TPAA takes a softer touch with the changes, compared to other books anyway. The US doesn’t get involved in WW2, and a land that is becoming more isolationist and worried about fixing domestic issues before international voting in Charles Lindberg as the next American President, defeating FDR in 1940. He then signs peace accords with Hitler, and on the surface, shrugging off the thought of going to war. But many social programs are started that seem to target Jews, relocating them to remote rural areas to break up the strongly Jewish enclaves in large cities, and (voluntarily) sending off young Jewish kids to live in the countryside with farmers for the summer, and maybe teaching them to stray from their family beliefs. This quickly escalates into massive anti-Semitism riots and general chaos, with families fleeing to Canada, young men enlisting in the British army via Montreal to fight in France, and crews of Jewish vigilante police groups erupting in violence with the national guard and other non-Jewish vigilante groups.
Roth chose to write the book from the viewpoint of a young Jewish boy (also named Philip Roth) living in New Jersey, and he details the conflict in terms of this boy’s family, neighborhood, and apartment building.

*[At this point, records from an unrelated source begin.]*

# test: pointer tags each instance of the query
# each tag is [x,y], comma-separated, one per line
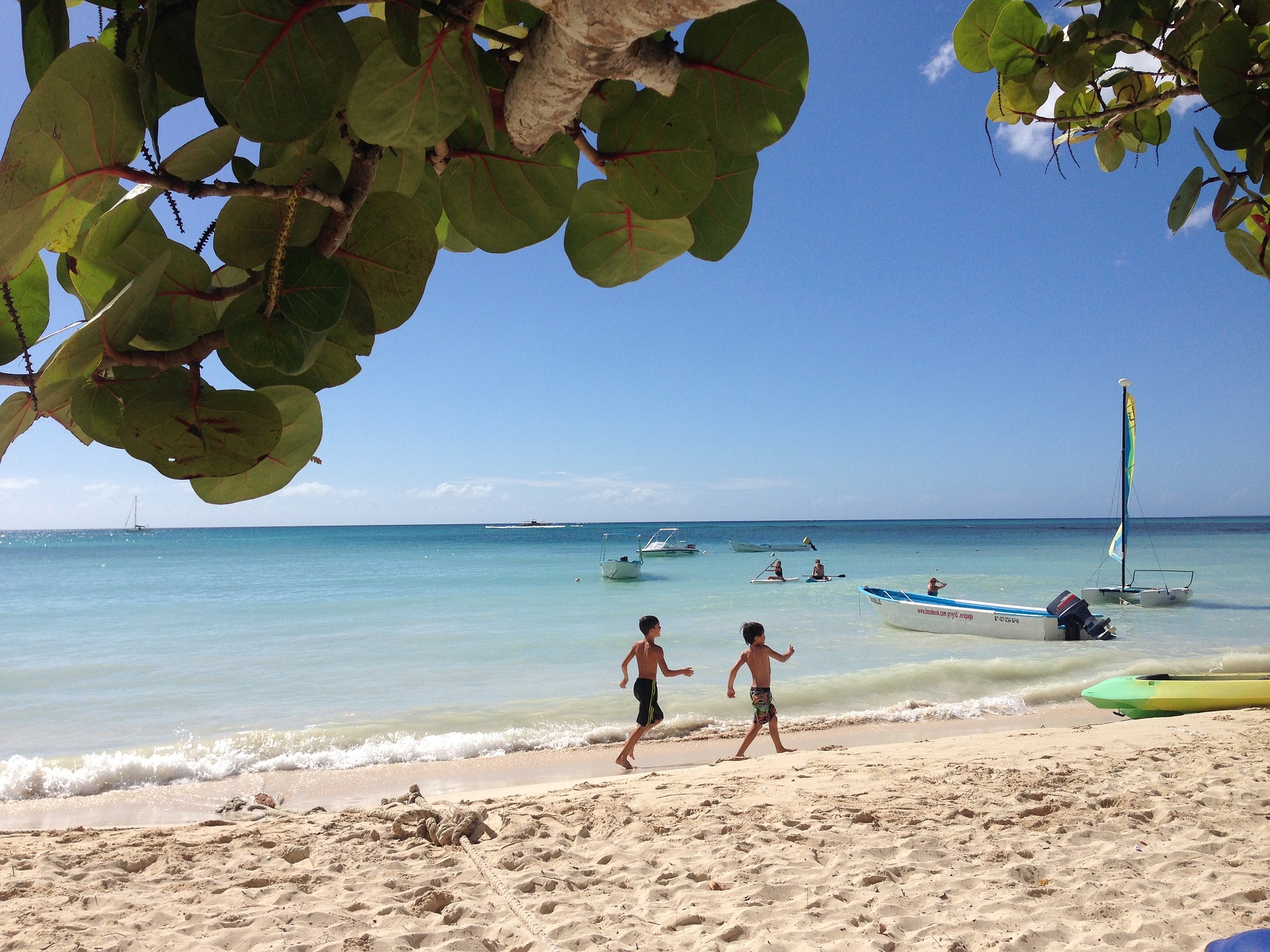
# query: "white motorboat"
[668,542]
[1066,619]
[773,546]
[621,568]
[1129,592]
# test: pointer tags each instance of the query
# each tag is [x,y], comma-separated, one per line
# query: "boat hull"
[620,571]
[947,616]
[1147,598]
[1162,695]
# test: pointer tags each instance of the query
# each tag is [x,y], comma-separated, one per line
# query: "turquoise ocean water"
[175,655]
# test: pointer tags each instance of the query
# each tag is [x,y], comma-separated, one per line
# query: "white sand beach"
[1137,836]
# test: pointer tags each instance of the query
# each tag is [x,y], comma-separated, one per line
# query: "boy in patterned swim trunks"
[759,656]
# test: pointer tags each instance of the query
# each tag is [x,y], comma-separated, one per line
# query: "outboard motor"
[1075,617]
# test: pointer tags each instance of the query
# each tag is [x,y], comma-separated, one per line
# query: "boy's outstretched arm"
[626,662]
[732,674]
[668,673]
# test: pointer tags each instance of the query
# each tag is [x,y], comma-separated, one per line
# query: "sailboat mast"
[1124,479]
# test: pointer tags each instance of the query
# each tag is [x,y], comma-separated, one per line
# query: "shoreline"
[474,778]
[1136,836]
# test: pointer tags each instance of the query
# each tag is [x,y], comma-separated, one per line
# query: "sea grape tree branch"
[582,42]
[226,190]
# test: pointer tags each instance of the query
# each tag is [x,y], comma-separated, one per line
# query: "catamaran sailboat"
[668,542]
[131,524]
[1129,592]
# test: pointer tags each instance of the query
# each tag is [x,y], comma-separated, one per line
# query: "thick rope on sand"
[461,828]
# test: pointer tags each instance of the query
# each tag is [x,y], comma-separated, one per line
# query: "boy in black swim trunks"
[650,658]
[759,656]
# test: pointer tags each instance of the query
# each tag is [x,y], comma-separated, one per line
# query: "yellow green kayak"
[1161,695]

It’s interesting, because the cheap way to go would be to have these two-dimensional stormtroopers come in and lay waste to the high and mighty Jewish people that did nothing wrong and were entirely noble. But he spends time blurring the lines a bit, showing people within the family as not being entirely perfect. His dad is completely enamored by every word put across the airwaves by blowhard gossiper Walter Winchel (sort of the Jewish Perez Hilton of the 1940s.) The dad goes on these huge tirades and believes every word of Winchel’s reports; just saying the word “Lindberg” around him makes him blow a gasket. Philip’s brother Sandy enters the program to work on a farm in Kentucky, while his cousin Alvin joins the Canadian army, gets his leg blown off in France, and later ends up a low-level mafia henchman. His aunt marries a Rabbi that is a confidant of the Lindberg political machine; the downstairs neighbors get sent off to the deep south in the relocation program.

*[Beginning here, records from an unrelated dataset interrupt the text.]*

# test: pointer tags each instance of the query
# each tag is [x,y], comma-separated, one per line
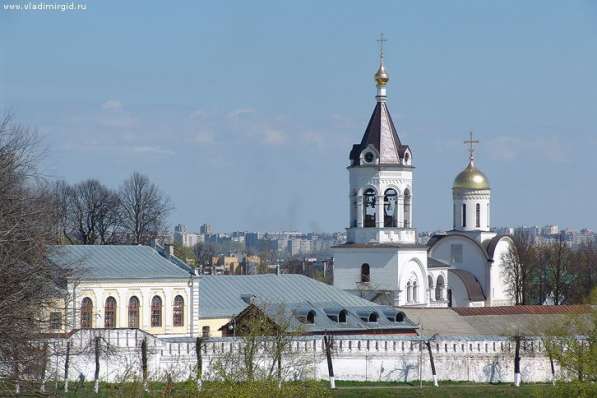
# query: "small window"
[456,254]
[156,311]
[464,214]
[365,273]
[110,313]
[478,215]
[342,316]
[369,208]
[178,314]
[134,312]
[86,313]
[55,320]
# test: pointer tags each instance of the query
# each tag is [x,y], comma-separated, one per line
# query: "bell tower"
[381,176]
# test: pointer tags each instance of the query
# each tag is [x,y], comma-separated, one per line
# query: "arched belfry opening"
[369,210]
[390,208]
[365,273]
[407,206]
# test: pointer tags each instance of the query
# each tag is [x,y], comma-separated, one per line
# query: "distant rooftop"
[225,296]
[95,262]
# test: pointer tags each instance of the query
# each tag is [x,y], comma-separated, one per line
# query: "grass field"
[344,390]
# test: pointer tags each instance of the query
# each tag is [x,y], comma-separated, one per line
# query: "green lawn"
[445,391]
[344,389]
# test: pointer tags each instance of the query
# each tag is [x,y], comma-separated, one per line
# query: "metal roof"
[471,284]
[98,262]
[221,296]
[382,135]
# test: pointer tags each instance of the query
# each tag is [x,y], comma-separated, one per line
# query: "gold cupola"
[471,178]
[381,76]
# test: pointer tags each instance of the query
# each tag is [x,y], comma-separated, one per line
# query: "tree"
[584,268]
[88,212]
[520,261]
[144,209]
[559,258]
[29,284]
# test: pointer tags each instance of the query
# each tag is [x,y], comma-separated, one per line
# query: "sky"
[244,113]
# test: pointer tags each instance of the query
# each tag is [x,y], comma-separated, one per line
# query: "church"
[381,259]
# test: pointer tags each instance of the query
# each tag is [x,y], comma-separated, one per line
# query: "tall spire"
[381,77]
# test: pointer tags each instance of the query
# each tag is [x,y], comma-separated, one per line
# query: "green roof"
[98,262]
[225,296]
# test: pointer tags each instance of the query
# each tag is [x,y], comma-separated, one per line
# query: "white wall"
[383,266]
[474,259]
[144,290]
[372,358]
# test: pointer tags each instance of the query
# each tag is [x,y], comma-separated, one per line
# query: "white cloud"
[508,148]
[197,114]
[152,149]
[313,138]
[112,105]
[204,137]
[239,112]
[274,137]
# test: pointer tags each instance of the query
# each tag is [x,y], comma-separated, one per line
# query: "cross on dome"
[471,142]
[381,40]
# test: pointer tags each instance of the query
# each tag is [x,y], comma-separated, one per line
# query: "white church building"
[381,259]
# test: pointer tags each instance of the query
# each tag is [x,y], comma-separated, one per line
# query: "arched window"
[86,313]
[390,209]
[342,316]
[369,208]
[134,312]
[156,311]
[365,273]
[406,217]
[178,314]
[373,317]
[478,215]
[464,214]
[439,288]
[110,313]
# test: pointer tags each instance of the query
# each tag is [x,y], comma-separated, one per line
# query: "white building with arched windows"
[381,259]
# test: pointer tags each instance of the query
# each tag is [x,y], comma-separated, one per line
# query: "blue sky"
[244,112]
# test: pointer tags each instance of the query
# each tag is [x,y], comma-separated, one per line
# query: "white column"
[360,219]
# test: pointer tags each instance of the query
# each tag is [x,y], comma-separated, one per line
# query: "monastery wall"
[363,358]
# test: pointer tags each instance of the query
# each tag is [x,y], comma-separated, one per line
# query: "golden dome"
[381,76]
[471,178]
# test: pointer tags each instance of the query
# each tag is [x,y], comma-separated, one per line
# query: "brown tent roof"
[382,135]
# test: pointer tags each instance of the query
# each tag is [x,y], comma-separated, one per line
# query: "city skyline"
[246,121]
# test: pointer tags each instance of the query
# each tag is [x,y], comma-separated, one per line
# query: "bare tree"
[520,260]
[559,257]
[144,209]
[29,284]
[88,212]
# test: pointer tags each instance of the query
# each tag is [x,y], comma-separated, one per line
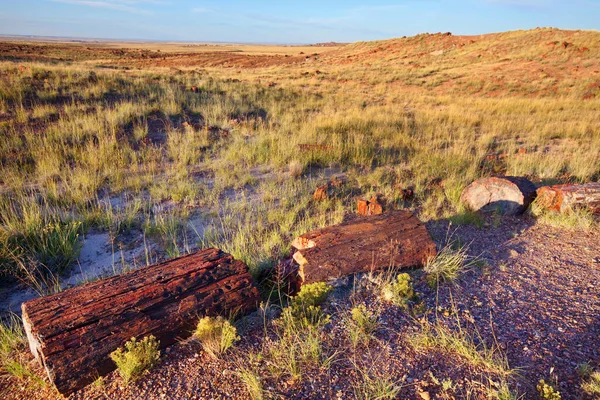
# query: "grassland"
[139,141]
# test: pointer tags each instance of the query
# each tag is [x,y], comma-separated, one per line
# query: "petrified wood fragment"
[73,332]
[508,195]
[395,239]
[565,197]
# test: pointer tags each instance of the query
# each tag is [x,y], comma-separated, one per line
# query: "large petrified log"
[72,333]
[363,244]
[508,195]
[565,197]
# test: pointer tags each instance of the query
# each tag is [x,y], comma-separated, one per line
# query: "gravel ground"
[536,296]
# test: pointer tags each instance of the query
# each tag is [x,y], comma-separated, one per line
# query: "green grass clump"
[12,362]
[253,383]
[217,335]
[448,265]
[376,385]
[458,342]
[313,294]
[592,384]
[300,326]
[136,358]
[547,391]
[34,235]
[399,291]
[362,324]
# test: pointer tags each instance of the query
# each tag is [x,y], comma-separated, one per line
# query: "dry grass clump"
[448,264]
[299,330]
[12,346]
[216,335]
[398,291]
[361,325]
[459,342]
[592,384]
[136,358]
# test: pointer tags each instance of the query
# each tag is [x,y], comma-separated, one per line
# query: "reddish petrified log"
[508,195]
[72,333]
[565,197]
[363,244]
[370,207]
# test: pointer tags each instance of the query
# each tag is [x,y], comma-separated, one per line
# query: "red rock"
[565,197]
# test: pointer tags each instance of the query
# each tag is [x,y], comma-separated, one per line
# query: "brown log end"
[395,239]
[507,195]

It was a real page-turner, although I thought he didn’t dive too deep in the alt history, and the ending slapped together far too quickly. Pretty much every loose thread is pulled back together at the end of WW2 to the actual history, with few explanations as to how that would happen. Much more of the book had to do with domestic policies and the slight changes among the population. For example, the war in Europe is mentioned, but hardly detailed. The Japanese conflict is only mentioned once or twice. If you’re looking for detailed specifications of what kind of jet bombers the Luftwaffe built with no allied bombers mucking up their factories, that kind of thing isn’t there. There are also strange “factual” errors, like that if Hitler and pals went unchecked for an extra few years and the US had no great military buildup, it’s unlikely the Third Reich would have still fallen in 1945. This book’s much more focused on how the already existing anti-semitism in the 1940s could have exploded if the political situation went south, and it does do a good job of twisting together existing political figures into the fabric of the story. That said, I found Roth’s writing itself to be somewhat clunky and tangled in places. There were more than a few times where I read something and had to say “wait, they’re in Kentucky now?” and had to backtrack and read forward and search to find the tiny reference he made to some huge plot device.

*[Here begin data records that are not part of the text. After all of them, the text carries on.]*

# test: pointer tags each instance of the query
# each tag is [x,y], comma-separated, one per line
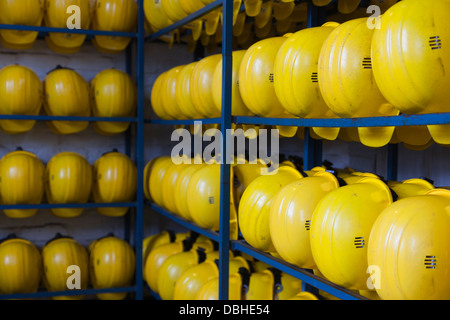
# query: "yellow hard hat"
[168,186]
[244,174]
[356,177]
[238,105]
[201,86]
[411,187]
[348,88]
[56,16]
[115,177]
[156,176]
[20,266]
[160,254]
[26,12]
[383,4]
[340,230]
[181,187]
[183,93]
[254,207]
[58,255]
[158,99]
[174,266]
[155,15]
[147,171]
[296,66]
[113,95]
[409,246]
[191,6]
[253,7]
[413,80]
[112,264]
[413,135]
[174,9]
[68,179]
[20,94]
[203,193]
[304,296]
[169,93]
[290,217]
[114,15]
[66,93]
[256,78]
[21,182]
[193,279]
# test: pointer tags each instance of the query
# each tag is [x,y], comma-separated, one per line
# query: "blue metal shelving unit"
[138,121]
[312,155]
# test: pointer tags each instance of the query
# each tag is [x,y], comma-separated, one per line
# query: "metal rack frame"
[312,155]
[138,121]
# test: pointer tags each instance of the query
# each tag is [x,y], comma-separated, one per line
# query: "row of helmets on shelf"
[338,223]
[67,178]
[345,70]
[184,266]
[108,262]
[259,20]
[64,92]
[104,15]
[354,229]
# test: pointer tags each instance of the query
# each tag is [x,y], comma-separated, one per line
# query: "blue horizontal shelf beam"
[186,223]
[50,294]
[302,274]
[184,122]
[397,121]
[46,30]
[65,118]
[44,206]
[205,10]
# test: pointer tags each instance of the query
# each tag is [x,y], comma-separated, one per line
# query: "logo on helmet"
[374,21]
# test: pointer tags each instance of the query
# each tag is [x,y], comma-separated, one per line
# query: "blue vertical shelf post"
[227,65]
[392,162]
[139,229]
[312,153]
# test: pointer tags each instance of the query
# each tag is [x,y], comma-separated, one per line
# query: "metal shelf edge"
[66,118]
[185,223]
[68,206]
[88,32]
[294,271]
[205,10]
[397,121]
[49,294]
[183,122]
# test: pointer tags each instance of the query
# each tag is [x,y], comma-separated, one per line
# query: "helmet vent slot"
[367,63]
[359,242]
[430,262]
[308,225]
[435,43]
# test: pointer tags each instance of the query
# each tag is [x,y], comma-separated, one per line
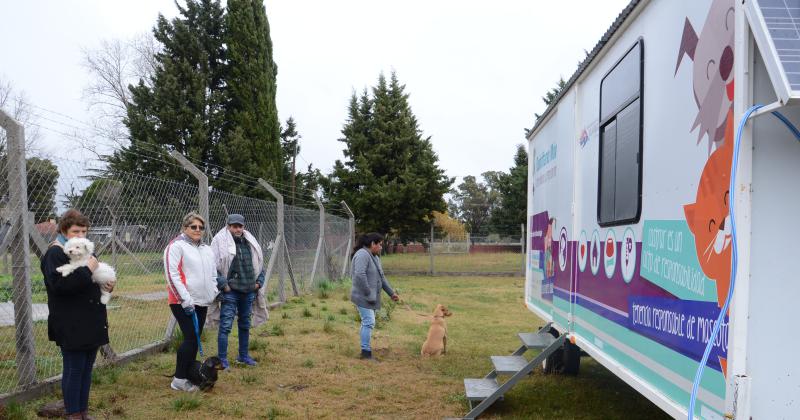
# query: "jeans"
[187,352]
[367,324]
[234,302]
[76,379]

What’s weird to me is that if you research Lindberg or the anti-war far right movement (which has been forgotten by history), you see that a lot of the reasons they had for staying out of WW2 were the same reasons people now state for staying/getting out of Iraq. Read this speech he gave in 1941, and it’s just odd to think that he’s on the completely opposite side of the political spectrum from people giving the same speech today. And with that in mind, back up to the thing I said about people who reviewed the book saying “OMG BUSH PWNED!” – did they even read the book?
Anyway, worth checking out, but go with the PKD for a better-written book, or Fatherland for a more technical one.